Sumber: KONTAN | Editor: Barratut Taqiyyah Rafie
JAKARTA. Nasib 73 penyandang cacat di ujung tanduk. Mereka terancam kehilangan tempat tinggal di Gedung Sanggar Karya Penderita Cacat, Yayasan Harapan Kita yang terletak di Jalan Cempaka Putih Raya, Jakarta Pusat.
Pasalnya, Yayasan Harapan Kita telah memaksa para penyandang cacat tersebut keluar dari lahan gedung seluas dua hektare itu. Yayasan melakukan upaya paksa setelah mengajukan gugatan ke Pengadilan Negeri Jakarta Pusat.
Sidang gugatan ini sudah bergulir, kemarin (1/7). Namun, majelis hakim yang diketuai Eri Mariani terpaksa menunda persidangan lantaran sebagai pihak tergugat, kehadiran para penyandang cacat di persidangan belum lengkap.
Sejatinya, para penyandang cacat ini sudah menempati gedung itu sejak 1975. Ketika itu, Tien Soeharto, istri mantan Presiden Soeharto, menampung para penyandang cacat ini agar bisa berkreasi dan mandiri. Di sanggar ini, para penyandang cacat bisa membuat usaha percetakan, konveksi, dan lainnya.
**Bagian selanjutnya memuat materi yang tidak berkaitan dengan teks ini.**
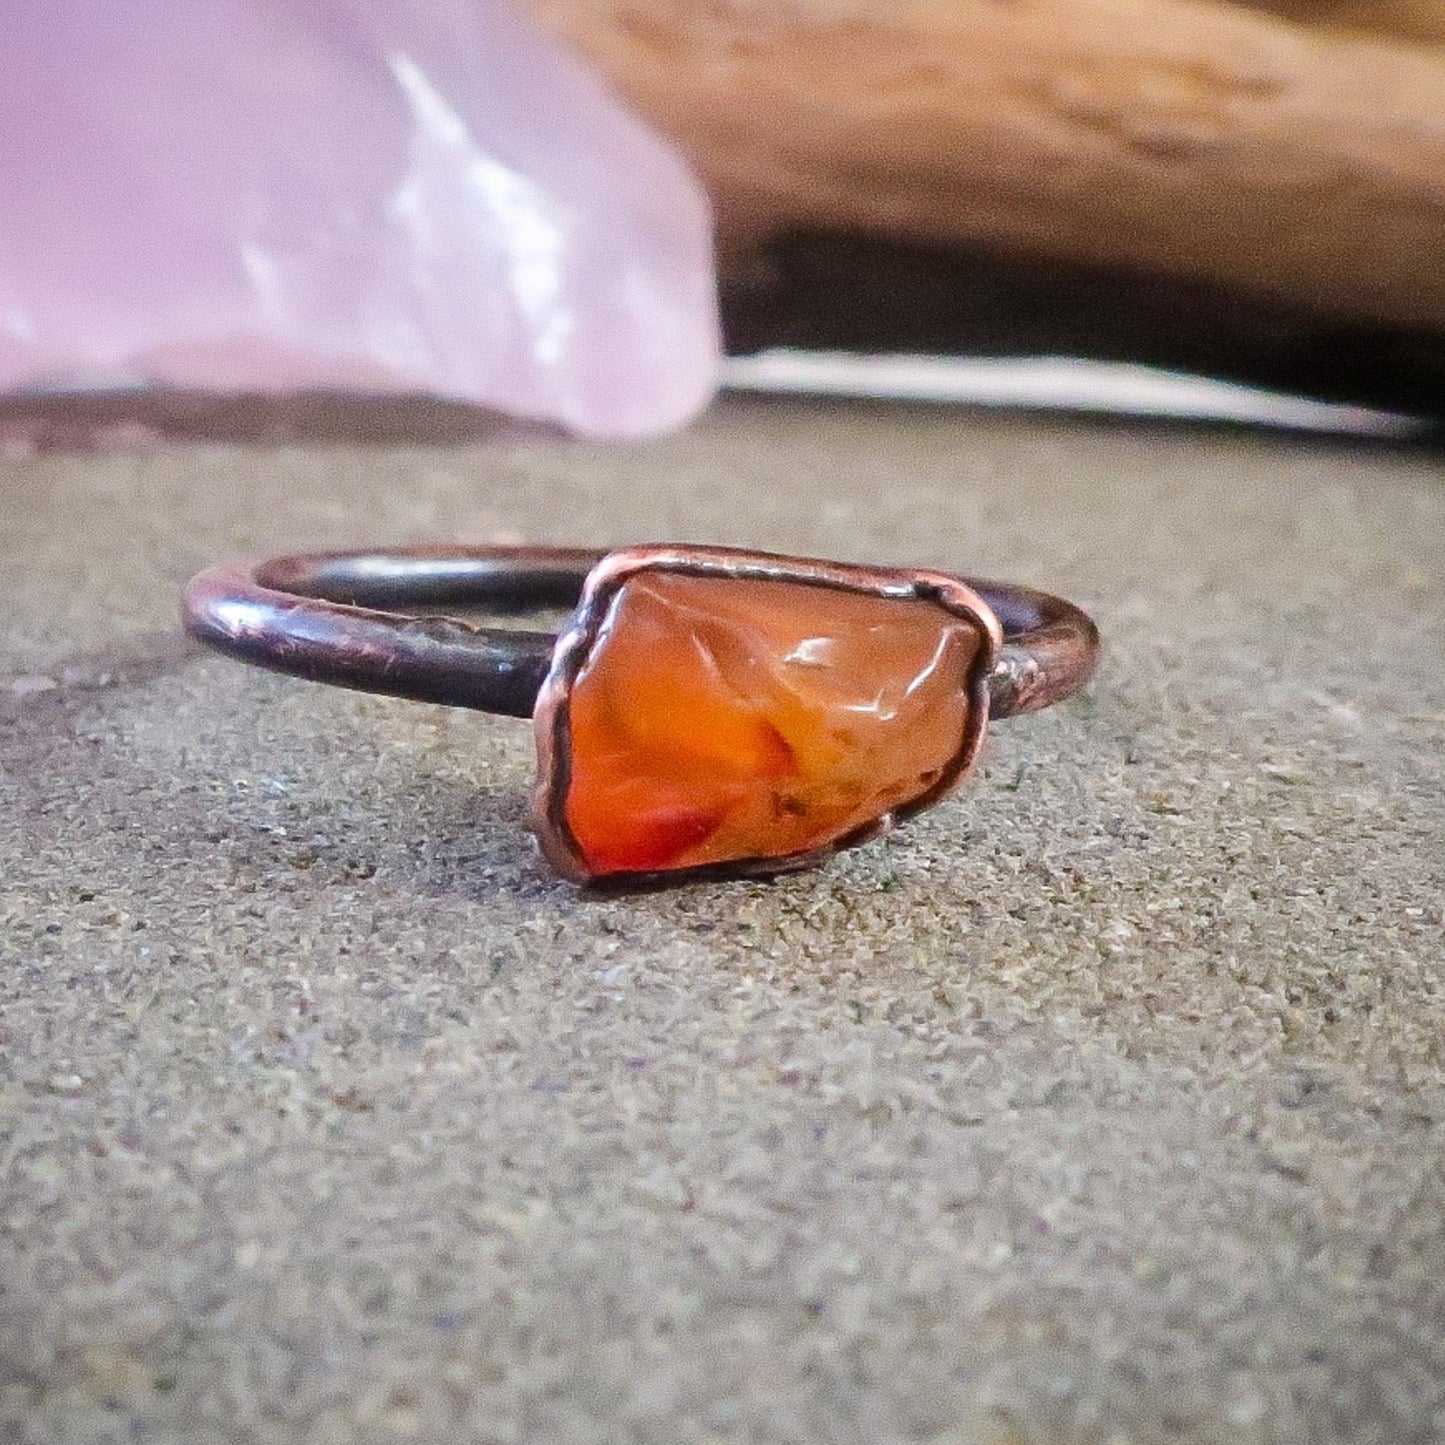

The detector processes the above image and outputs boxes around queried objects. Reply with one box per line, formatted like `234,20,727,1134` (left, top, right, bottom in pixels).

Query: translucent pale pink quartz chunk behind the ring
0,0,718,436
Seiring perjalanan waktu, pengelolaan sanggar ini diserahkan kepada adik tiri Soeharto, yakni Probosutedjo. Namun, ketika krisis moneter menghantam pada 1998, Probosutedjo yang lagi kesulitan keuangan, menyerahkan pengelolaan sanggar itu kepada Yayasan Harapan Kita.
Lantas, pada 6 Agustus 1998, Yayasan Harapan Kita membubarkan sanggar itu dan meminta para penyandang cacat mengosongkan lahan itu. Yayasan ini berencana membangun fasilitas sosial di atas lahan itu. Namun, para penyandang cacat itu menolak permintaan tersebut.
Para penyandang cacat langsung mengajukan gugatan atas pembubaran sanggar itu ke pengadilan pada 1998 silam. Namun, Mahkamah Agung menolak gugatan mereka.
Tetapi, para penyandang cacat bersikukuh tetap tak mau keluar. "Padahal, kami sudah menjanjikan ada pesangon bagi bagi yang mau keluar," ujar Yendrison, kuasa hukum Yayasan Harapan Kita.
Para penyandang cacat tak gentar menghadapi gugatan kali ini. Kuasa hukum para penyandang cacat Febi Yonesta mengatakan, negara harus harus melindungi para penyandang cacat ini karena hal ini diatur di konstitusi.
Kalaupun harus keluar dari tempat itu, para penyandang cacat ini menuntut Yayasan Harapan Kita menyediakan lahan perumahan pengganti. "Mereka berhak mendapatkan perumahan yang layak," tandas Febi.
Para penyandang cacat ini mencurigai yayasan akan mengkomersilkan lahan itu. Jika ini terjadi, Febi menuding, yayasan itu melanggar hukum karena tanah itu adalah milik negara yang tak boleh dikomersilkan.